Nessa proposta, está prevista a responsabilidade solidária do contratante – e isso é bom. O que não se concorda é a ampliação para atividades-fim, e não apenas atividades-meio. Dependendo da forma que a lei ficar, ela pode até esvaziar a Justiça do Trabalho, e a Justiça do Trabalho hoje é uma garantia do trabalhador. As ações que hoje entram na Justiça do Trabalho não questionam a terceirização, mas sim o descumprimento do contrato de trabalho dos terceirizados, que muitas vezes não usufruem de alguns direitos sociais e não recebem direitos trabalhistas que são regulares. Isso é uma experiência que demonstra a precarização desses serviços em relação ao trabalho contratado diretamente. A própria assinatura da carteira de trabalho não é algo preponderante nesse tipo de relação.
A AMB defende a exclusão total do projeto ou é contrária apenas à incorporação das atividades-fim?
Se o projeto mantiver a atividade-meio exclusivamente e regular outras matérias, como a responsabilidade solidária das empresas, até representaria uma melhora em relação ao que se tem hoje – porque traria mais garantias aos trabalhadores, em vez de ampliar as possibilidades de terceirização. Somos contra à ampliação dessas atividades.
Como se saíram os países que facilitaram as terceirizações?
Nós podemos dizer que, da notícia que se tem, em alguns países que tomaram esse caminho, a situação ficou muito difícil e a desigualdade social aumentou, como é o caso de alguns países da América Latina. Já na Alemanha, por exemplo, a situação melhorou. Mas a economia alemã é uma outra concepção – o Estado alemão tem muito mais políticas sociais do que o Brasil. Isso traz um componente no âmbito das desigualdades que é diferenciado, o que torna a comparação um pouco precarizada. Pegue os Estados Unidos, em que até o Exército é privatizado. As guerras são definidas através de um Congresso que é financiado pelas empresas que têm contrato com o Estado americano, inclusive no fornecimento de armas. Há setores e atividades do Estado que são estratégicos, ligados aos interesses da sociedade, e não podem ficar vinculados à estrutura privada, que visa ao seu interesse empresarial, que é o lucro.
O empresariado alega que esse projeto poderia gerar empregos. Na sua visão, qual seria o impacto no nível de emprego e nos salários?

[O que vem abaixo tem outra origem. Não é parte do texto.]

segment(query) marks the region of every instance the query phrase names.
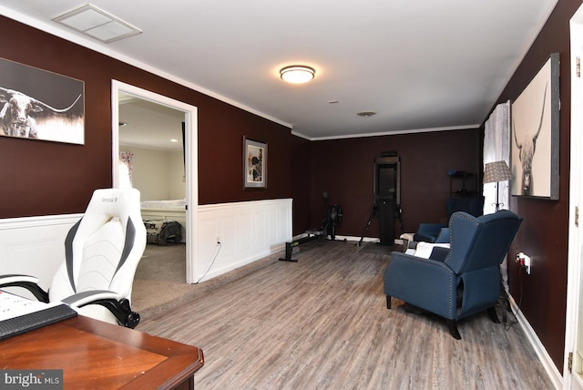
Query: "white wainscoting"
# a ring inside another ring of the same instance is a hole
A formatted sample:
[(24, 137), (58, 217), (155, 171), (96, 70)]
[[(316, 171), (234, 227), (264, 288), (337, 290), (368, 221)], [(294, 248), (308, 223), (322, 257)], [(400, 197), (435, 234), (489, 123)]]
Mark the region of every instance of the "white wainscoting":
[(197, 221), (194, 282), (283, 251), (292, 241), (292, 200), (200, 205)]
[[(46, 290), (65, 259), (65, 238), (83, 214), (0, 220), (0, 274), (36, 276)], [(32, 297), (25, 290), (14, 292)]]

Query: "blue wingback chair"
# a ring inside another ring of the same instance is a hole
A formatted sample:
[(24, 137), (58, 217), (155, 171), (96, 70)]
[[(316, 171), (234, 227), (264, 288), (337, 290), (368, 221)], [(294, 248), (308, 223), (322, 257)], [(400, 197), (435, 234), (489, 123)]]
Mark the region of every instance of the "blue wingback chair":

Essa é uma argumentação que nós realmente não compreendemos. Como numa economia a mudança de uma legislação vai gerar 3 milhões de empregos? De onde vão sair esses empregos? O que pode acontecer é que esses empregos vão migrar de uma forma de contratação para outra. Temos certeza de que é isso que vai acontecer, porque a atividade empresarial visa ao lucro. Quanto mais se diminui o custo da produção – e o custo da produção inclui a mão de obra, e a terceirização diminui esse custo –, mais eles vão caminhar para essa forma de contratação. Então essa possibilidade de aumentar empregos nós não conseguimos entender, porque o que acontece é aumentar o lucro. O excedente dos valores vai direcionar ao lucro, e não à geração de empregos. Então, nós entendemos como uma afirmação falsa e desprovida de qualquer realidade. A economia brasileira não vai mudar de uma hora para a outra, sair da crise em função de uma lei, gerando empregos. O que vai acontecer é a migração de forma de contratação: trabalhadores hoje regulares vão dar lugar a terceirizados.